GNOME Bugzilla – Bug 614388
[POP3] Broken Delete after X days behaviour
Last modified: 2011-03-28 07:28:29 UTC
Initial problem reported here #514827, I can reproduce with latest master build. Messages are removed randomly from server and older messages beyond selected date stacks on pop3. This happens because of cache expiration that is setup to 1 week or 1 day if not visited.
Created attachment 157523 [details] [review] get message_time from pop3 Proposed patch, if we cannot get time from the cache fetch the message from pop3 and calculate message_time.
Another option could be to increase cache age, leaving messages on server and deleting after a few days would pile up a lot of redundant data in the cache. Fetching message from pop is bad enough but perhaps we can do both fetch from pop and increase the cache age too.
Thanks for a patch. I've a feeling there were some issue about the fetching, but I cannot recall what it was exactly. Your change seems good, except of this: > + camel_object_unref((CamelObject *)message); the cast is not necessary, but the test for "message != NULL" is. Apart of that just some small indentation "issues" and a different coding style in your: > + if ( day_lag > days_to_delete) > + { Nothing serious, I would say.
*** Bug 534729 has been marked as a duplicate of this bug. ***
Created attachment 157662 [details] [review] updated patch Thanks Milan, updated patch with your suggestions.
Oh, I'm sorry, I overlooked one thing yesterday, when pop3_get_message fails for some reason, then the message_time is either uninitialized, or the one from the previous message. Please fix this and commit to master and gnome-2-30 branch. Thanks.

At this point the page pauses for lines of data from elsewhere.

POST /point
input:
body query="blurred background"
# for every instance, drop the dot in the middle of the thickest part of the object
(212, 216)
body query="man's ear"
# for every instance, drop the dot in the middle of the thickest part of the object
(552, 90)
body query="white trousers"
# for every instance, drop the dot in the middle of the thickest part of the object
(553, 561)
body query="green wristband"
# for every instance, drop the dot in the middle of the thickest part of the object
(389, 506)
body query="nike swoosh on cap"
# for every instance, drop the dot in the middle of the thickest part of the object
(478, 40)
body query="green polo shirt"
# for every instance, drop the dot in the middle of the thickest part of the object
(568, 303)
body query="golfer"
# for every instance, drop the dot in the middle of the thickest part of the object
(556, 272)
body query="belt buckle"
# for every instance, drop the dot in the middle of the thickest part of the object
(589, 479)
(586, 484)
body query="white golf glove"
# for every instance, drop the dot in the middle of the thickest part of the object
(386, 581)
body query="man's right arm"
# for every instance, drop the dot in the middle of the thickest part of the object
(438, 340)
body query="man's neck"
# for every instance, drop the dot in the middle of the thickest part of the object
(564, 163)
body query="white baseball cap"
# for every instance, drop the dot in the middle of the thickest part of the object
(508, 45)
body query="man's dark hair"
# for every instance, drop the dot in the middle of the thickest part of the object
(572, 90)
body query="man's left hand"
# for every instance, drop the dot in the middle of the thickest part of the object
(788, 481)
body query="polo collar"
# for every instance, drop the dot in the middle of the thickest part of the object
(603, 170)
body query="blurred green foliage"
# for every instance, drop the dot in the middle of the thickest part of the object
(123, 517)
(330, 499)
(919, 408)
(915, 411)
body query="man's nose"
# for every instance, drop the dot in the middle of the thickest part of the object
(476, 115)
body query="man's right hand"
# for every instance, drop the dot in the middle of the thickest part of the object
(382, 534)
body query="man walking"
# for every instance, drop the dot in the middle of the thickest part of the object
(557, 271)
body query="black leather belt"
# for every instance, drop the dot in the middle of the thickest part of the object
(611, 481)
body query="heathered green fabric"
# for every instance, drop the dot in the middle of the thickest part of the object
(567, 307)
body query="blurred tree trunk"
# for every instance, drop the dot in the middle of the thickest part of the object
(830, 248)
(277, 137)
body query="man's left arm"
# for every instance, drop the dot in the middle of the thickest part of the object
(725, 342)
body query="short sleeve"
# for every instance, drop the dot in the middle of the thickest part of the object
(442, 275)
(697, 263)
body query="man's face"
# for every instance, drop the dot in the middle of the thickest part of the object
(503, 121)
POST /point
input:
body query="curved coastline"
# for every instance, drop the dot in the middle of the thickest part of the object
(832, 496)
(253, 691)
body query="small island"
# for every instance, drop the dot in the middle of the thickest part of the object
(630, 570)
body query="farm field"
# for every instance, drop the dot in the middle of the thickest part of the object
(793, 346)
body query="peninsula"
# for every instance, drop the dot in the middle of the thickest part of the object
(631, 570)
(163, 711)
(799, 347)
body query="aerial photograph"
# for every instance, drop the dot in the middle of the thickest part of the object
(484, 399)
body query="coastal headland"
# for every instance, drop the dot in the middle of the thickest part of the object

Commits: 6fc6243 in e-d-s master (2.31.1+) 64d7416 in e-d-s gnome-2-30 (2.30.1+)
*** Bug 593339 has been marked as a duplicate of this bug. ***
this bug still un-squished in Lucid
(In reply to comment #9) > this bug still un-squished in Lucid Definitely because you've old version of evolution (-data-server). Tell your distro maintainers. The upstream has nothing to do with the distribution you are using.